Online Musings of a Public Historian

Posts tagged ‘culturomics’

What in the Wordle?

A few posts ago, we examined the concept of culturomic analysis and explored the Google Ngram Viewer, a digital research tool that uses a document’s text patterns to link various lingual trends with specific historical periods.  Not the only word-based tool in the shed (so to speak), the Google Ngram Viewer is one among several similar culturomic platforms available on the web.

One such alternate tool is Wordle, a “word-cloud” generator derived from the input of text, giving “greater prominence to words that appear more frequently in the source text.” Whereas the Google Ngram tool matching lingual patterns in written documents with historical events and trends, Wordle serves more as a means of determining a specific document’s major themes and features.

To test the generator’s efficacy, I uploaded an old research paper of mine discussing the circumstances surrounding England’s 1605 “Gunpowder Plot” and subsequent annual Bonfire Night celebrations commemorating the event.

Behold, the visually-appealing result:

 

Screen Shot 2014-03-27 at 4.20.22 AM

“Gunpowder, Treason, and Plot”
via Wordle.

On the whole, Wordle proved relatively successful in conveying the document’s key themes. Looking at the generated word cloud, we can get a general grasp on the individuals involved, with the two most prominently associated with the plot (Sir Robert Catesby and Guy Fawkes) whose significance is accurately reflected through their placement as the two largest (most frequent) words. The plot’s religious connotations (along with those surrounding the ensuing holiday celebrations) are similarly highlighted.  Surprisingly absent, however, are any references to the Bonfire Night celebrations following the events of the plot, on which a significant portion of the document focuses.

Additionally, several very common words (“although,” “new,” “well”) are given precedence within the cloud, along with a fair number of common names (“Robert,” “Elizabeth,” “John”) and word variations (“Plot” vs. “plot,” “Catholics” vs. “Catholic“).

Despite these nuances, Wordle still serves as an effective means of tracking a document’s language patterns and highlighting its primary themes.  The platform’s personalization features add to its appeal, and include numerous options regarding font, cloud layout, and color scheme.

On the whole, the Wordle cloud-generator offers users an entertaining, personalized experience in obtaining a general representation of a document’s contents and main ideas. The application works best as more of a starting point in the research process, however, with users seeking a more in-depth analysis better served doing supplementary studies elsewhere.

 

The Legalities of Culturomics

In previous posts, we’ve discussed issues of fair use and taken a look at the Google Books corpus and the new trend in culturomic analysis. Now, let’s do a mash-up of the two as we examine the legality of the TIME Magazine Corpus of American English:

Entry Page for the TIME Magazine Corpus

Entry Page for the TIME Magazine Corpus

Working with Mark Davies, a corpus linguistics professor at Brigham Young University, TIME Magazine has put together its own text database through which users can:

…quickly and easily search more than 100 million words of text of American English from 1923 to the present, as found in TIME Magazine.  You can see how words, phrases and grammatical constructions and see how words have changed meaning over time.

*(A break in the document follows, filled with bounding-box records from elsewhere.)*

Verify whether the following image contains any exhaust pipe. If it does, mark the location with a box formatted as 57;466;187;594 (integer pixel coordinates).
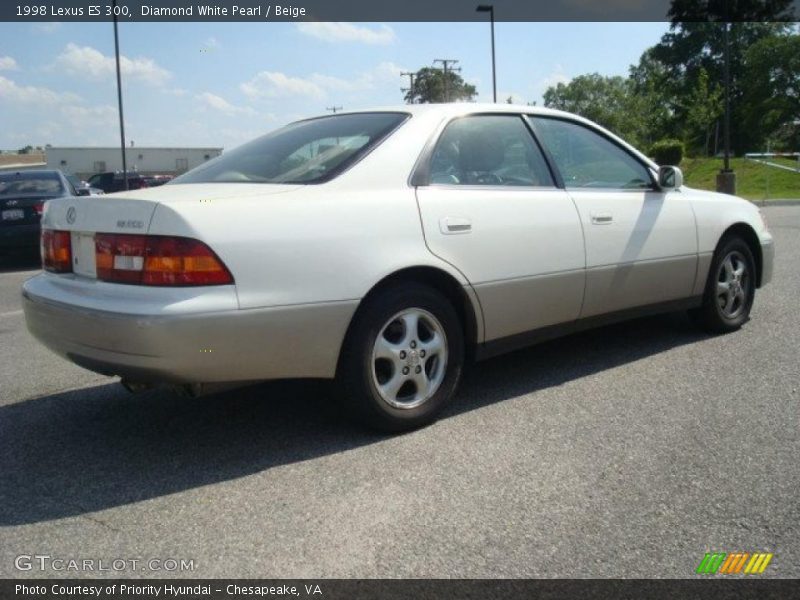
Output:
120;379;155;394
120;379;247;399
172;381;253;399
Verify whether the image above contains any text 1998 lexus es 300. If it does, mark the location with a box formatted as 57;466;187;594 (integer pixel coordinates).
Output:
22;104;774;431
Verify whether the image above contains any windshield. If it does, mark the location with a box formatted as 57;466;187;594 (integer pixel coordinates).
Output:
0;173;64;196
171;113;408;184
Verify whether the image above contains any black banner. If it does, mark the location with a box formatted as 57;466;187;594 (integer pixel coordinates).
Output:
0;0;800;22
0;577;800;600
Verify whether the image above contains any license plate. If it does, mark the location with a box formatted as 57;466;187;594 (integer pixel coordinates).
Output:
71;232;97;279
3;208;25;221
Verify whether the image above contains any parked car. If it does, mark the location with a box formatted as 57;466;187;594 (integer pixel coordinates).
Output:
64;173;105;196
23;104;774;431
0;170;76;250
88;171;149;194
144;175;174;187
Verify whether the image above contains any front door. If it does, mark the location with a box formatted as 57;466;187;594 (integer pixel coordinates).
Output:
532;117;697;317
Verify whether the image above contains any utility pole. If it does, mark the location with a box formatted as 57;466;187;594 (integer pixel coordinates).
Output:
475;4;497;104
111;0;129;190
400;72;416;104
717;0;736;195
433;58;461;102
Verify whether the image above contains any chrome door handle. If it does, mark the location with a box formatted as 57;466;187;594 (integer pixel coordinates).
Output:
439;217;472;235
592;213;614;225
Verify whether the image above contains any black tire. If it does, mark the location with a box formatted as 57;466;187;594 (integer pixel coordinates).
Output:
689;235;756;333
337;283;464;432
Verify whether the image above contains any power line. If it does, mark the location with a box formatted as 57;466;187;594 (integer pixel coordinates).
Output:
433;58;461;102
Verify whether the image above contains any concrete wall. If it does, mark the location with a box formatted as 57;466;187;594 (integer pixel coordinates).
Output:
47;147;222;179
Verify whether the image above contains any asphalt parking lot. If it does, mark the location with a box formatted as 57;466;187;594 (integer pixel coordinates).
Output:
0;206;800;578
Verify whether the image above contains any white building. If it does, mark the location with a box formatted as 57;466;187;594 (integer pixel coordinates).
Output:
47;146;222;179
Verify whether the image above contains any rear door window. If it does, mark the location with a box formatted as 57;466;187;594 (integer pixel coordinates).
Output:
430;115;554;187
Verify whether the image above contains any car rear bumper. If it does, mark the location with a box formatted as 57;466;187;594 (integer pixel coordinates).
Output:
22;278;357;383
759;240;775;286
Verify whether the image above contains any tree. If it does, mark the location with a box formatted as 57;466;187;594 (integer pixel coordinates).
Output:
679;67;724;156
543;73;645;145
629;48;679;147
652;0;792;153
405;67;478;104
743;35;800;150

Compared with the size and scope of the Google Books corpus project (5.2 million digitized books spanning a period of several hundred years), the 100 million words and eighty year timespan (1923-2006) featured in the TIME corpus appears positively miniscule.  This small scale is not necessarily a setback, however, particularly when it comes to matters of copyright and issues of fair use.

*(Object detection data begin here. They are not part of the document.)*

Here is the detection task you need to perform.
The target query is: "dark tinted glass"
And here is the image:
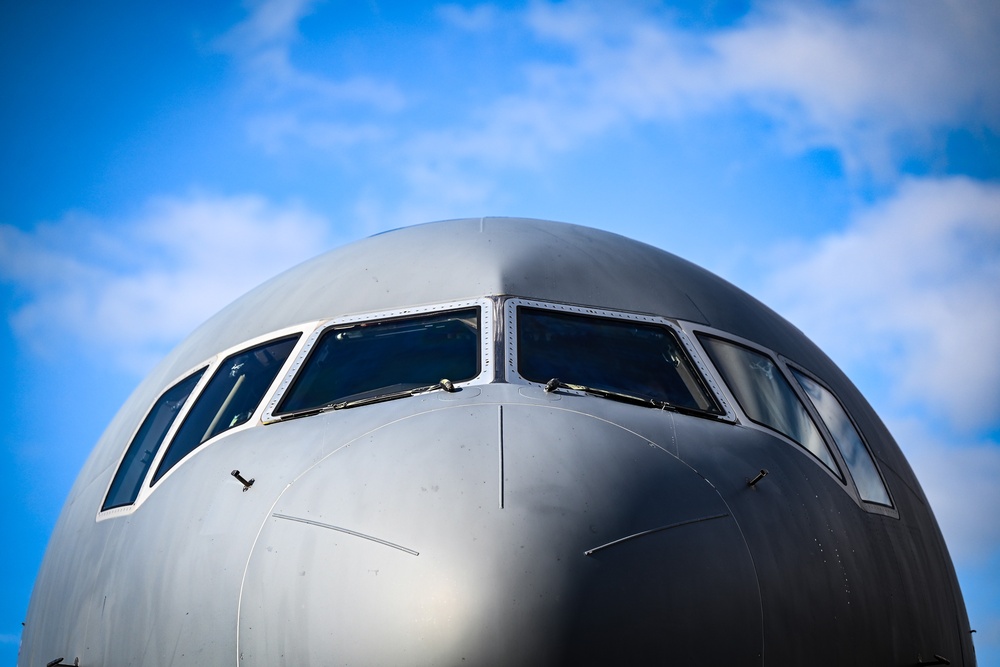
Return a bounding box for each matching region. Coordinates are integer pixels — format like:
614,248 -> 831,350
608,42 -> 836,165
101,368 -> 205,511
701,337 -> 837,472
275,308 -> 480,414
792,371 -> 892,505
517,307 -> 721,414
153,335 -> 298,482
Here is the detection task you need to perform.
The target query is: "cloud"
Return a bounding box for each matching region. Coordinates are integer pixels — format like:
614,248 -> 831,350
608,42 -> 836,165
762,178 -> 1000,429
888,419 -> 1000,567
205,0 -> 1000,200
527,0 -> 1000,168
0,195 -> 334,373
214,0 -> 406,152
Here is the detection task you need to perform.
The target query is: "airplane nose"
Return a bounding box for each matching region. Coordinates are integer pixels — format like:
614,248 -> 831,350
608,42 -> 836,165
238,404 -> 761,665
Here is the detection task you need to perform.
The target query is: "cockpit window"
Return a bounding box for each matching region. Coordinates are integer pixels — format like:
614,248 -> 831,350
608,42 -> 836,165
152,334 -> 299,483
792,369 -> 892,506
274,307 -> 481,416
101,368 -> 205,512
517,306 -> 722,414
699,336 -> 839,475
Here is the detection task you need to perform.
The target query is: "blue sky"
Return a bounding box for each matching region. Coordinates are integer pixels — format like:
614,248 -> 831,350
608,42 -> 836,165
0,0 -> 1000,665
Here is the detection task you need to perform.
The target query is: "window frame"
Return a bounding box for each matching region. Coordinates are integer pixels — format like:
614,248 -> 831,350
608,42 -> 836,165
503,297 -> 736,423
96,324 -> 315,521
781,357 -> 899,518
261,297 -> 495,424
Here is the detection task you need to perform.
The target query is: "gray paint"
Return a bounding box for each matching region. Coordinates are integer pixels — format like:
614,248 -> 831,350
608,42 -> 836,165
19,218 -> 974,665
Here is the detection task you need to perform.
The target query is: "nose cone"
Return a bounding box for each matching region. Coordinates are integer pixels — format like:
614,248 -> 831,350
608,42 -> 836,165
239,404 -> 761,665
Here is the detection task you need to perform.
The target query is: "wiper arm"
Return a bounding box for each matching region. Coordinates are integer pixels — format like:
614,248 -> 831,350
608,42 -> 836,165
332,378 -> 455,410
545,378 -> 716,417
279,378 -> 455,421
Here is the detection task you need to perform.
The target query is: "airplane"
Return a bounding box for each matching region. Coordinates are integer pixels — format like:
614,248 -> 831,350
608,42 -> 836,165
18,218 -> 976,667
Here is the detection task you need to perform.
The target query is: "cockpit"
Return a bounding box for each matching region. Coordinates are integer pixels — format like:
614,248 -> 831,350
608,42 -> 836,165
98,296 -> 892,519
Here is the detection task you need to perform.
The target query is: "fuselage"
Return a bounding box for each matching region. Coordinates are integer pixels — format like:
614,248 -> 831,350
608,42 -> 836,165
20,219 -> 975,665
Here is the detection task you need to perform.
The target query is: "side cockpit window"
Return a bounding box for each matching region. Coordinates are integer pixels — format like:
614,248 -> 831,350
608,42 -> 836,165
101,368 -> 205,512
792,369 -> 892,507
151,334 -> 299,484
699,336 -> 839,476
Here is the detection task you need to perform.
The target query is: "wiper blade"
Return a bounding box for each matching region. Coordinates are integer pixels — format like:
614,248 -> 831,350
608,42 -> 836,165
280,378 -> 455,421
545,378 -> 718,418
324,378 -> 455,410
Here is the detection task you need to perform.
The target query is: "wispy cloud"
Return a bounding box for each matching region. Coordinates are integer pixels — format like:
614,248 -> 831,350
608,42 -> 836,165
887,419 -> 1000,566
761,178 -> 1000,429
203,0 -> 1000,214
0,195 -> 336,372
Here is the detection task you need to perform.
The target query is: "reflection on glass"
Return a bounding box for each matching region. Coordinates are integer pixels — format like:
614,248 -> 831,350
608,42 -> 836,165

Part of the reason for the smaller scope of the TIME corpus, for example, is due to the fact that all of its featured data is culled from the TIME Magazine archives. As such, all of the data within the corpus is also owned by the entity maintaining it. This allows TIME to share such data without worry of violating copyright ownership, and to additionally provide users of the corpus the opportunity to read the highlighted text in its original context, offering access to full articles as they were initially published.

With ownership of all of its content, along with the resultant ability to offer further access to previous publications, the TIME corpus functions safely within the parameters of fair use. This is beneficial for corpus operators and potential users alike, allowing for the corpus to provide a meaningful research experience for all involved.

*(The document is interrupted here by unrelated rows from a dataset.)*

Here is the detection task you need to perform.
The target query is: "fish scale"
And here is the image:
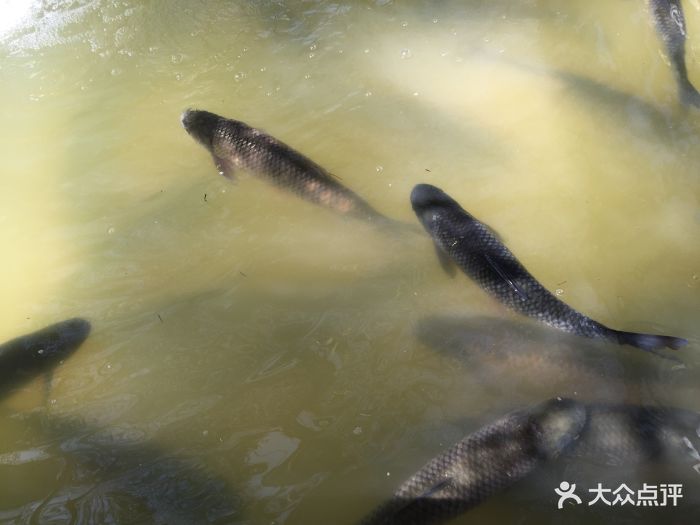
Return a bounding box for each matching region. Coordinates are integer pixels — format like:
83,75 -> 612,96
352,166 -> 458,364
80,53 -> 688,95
411,184 -> 687,350
181,110 -> 405,226
362,399 -> 586,525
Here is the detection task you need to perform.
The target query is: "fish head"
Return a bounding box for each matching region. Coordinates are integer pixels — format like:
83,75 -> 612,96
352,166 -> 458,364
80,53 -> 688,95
411,184 -> 464,232
0,318 -> 91,394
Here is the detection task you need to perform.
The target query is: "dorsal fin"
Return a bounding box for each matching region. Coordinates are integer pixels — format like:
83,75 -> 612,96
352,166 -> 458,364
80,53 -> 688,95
433,242 -> 457,277
211,153 -> 236,180
484,253 -> 527,301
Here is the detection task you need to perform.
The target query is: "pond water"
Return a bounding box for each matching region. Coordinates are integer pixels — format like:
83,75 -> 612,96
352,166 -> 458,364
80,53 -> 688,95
0,0 -> 700,524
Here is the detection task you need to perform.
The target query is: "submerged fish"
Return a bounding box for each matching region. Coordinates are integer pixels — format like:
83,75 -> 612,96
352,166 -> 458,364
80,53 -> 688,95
0,318 -> 90,398
181,109 -> 410,226
364,399 -> 700,525
570,403 -> 700,466
649,0 -> 700,107
363,399 -> 586,525
415,316 -> 676,401
411,184 -> 687,350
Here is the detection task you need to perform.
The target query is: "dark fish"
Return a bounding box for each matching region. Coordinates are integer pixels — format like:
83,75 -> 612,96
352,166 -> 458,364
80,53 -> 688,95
181,109 -> 410,226
0,414 -> 239,525
0,318 -> 90,398
415,316 -> 684,401
649,0 -> 700,107
363,399 -> 586,525
570,403 -> 700,466
411,184 -> 687,350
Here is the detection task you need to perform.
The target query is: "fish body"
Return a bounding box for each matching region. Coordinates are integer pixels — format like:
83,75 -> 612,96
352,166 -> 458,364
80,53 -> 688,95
414,316 -> 676,401
0,318 -> 90,399
181,109 -> 401,224
363,398 -> 700,525
363,399 -> 586,525
649,0 -> 700,107
411,184 -> 687,350
570,403 -> 700,466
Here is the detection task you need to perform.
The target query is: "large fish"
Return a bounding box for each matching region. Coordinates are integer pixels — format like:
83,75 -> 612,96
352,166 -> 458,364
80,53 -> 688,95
0,318 -> 90,399
181,109 -> 410,227
649,0 -> 700,107
411,184 -> 688,350
364,398 -> 700,525
570,403 -> 700,466
415,316 -> 697,401
363,399 -> 586,525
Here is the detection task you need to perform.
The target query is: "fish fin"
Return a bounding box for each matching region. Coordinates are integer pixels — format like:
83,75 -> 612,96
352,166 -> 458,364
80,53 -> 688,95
481,223 -> 505,244
612,330 -> 688,352
433,243 -> 457,277
43,370 -> 53,407
484,253 -> 528,301
418,478 -> 452,498
212,154 -> 236,180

Quantifying Culture? Culturomics and the Google Books Corpus

Can tracing linguistic changes over time reflect shifts in cultural trends?

According to Jean-Baptiste Michel and the other minds behind the culturomic analysis movement, the answer is a resounding “yes.”

Working with the team responsible for the Google Books online collection, Michel and his fellow researchers constructed a corpus of almost 5.2 million digitized books.  Using this Google Books corpus, the team of scholars conducted a quantitative study analyzing the relationship between shifting linguistic and cultural changes over the period between 1800 and 2000.  Referring to this quantitative approach to measuring cultural trends as “culturomics,” Michel and company used their findings to produce the Google Ngram Viewer, an online tool of research through which everyday users can conduct their own studies within the Google Books dataset.  Users are instructed to simply enter a word or phrase (called an “ngram”) into the Viewer’s search bar, resulting in the creation of a line graph data chart chronicling that particular ngram’s level of usage within the corpus throughout the two-hundred year timeframe the study samples.

Sample Ngram Viewer study tracing the name "Abraham Lincoln"

Sample Ngram Viewer study tracing the name “Abraham Lincoln”

As seen in the sample Ngram Viewer study above, users can additionally use the data provided in the line graph to link particular peaks in ngram usage to significant historical events and/or cultural movements.  Using the name of one our nation’s more well-renowned leaders, “Abraham Lincoln,”  as an example, we can see that the initial spike in usage of his name in published works falls (predictably) within the period of his election, presidency, and duration of the Civil War.  Subsequent spikes occur in the years following World War I – a period of intense nationalism, during which Lincoln and other figures came to looked upon national heroes – and during the time surrounding the Civil Rights Movement, when associations with the Emancipation Proclamation and the ending of slavery in the U.S. were strongly linked to the mid-20th century struggle for racial equality.

While the arguments laid out by Michel and company highlighting the benefits of using the qualitative methods associated with culturomics in gaining fuller insight into traditionally humanist topics certainly make a strong  point, it is clear that the field still has a long way to go.  Glancing at the Culturomics FAQ page set up by the project’s participants,  one can see that there are still several kinks to be worked out with this particular method of study, particularly in relation to the quality of data.

Despite the undoubtedly large size of the Google Books corpus, the 5.2 million digitized works still only make up for around four percent of all published materials.  Similarly, the study focuses primarily on the years between 1800 and 2000 (despite the presence of materials dating as far back to the 16th century), since the data originating in those periods has proven most reliable.

Do these constraints undermine the quality of data produced by the Ngram Viewer? What can be done to widen these parameters? What should we as historians bear in mind while using the culturomic approach in our own work?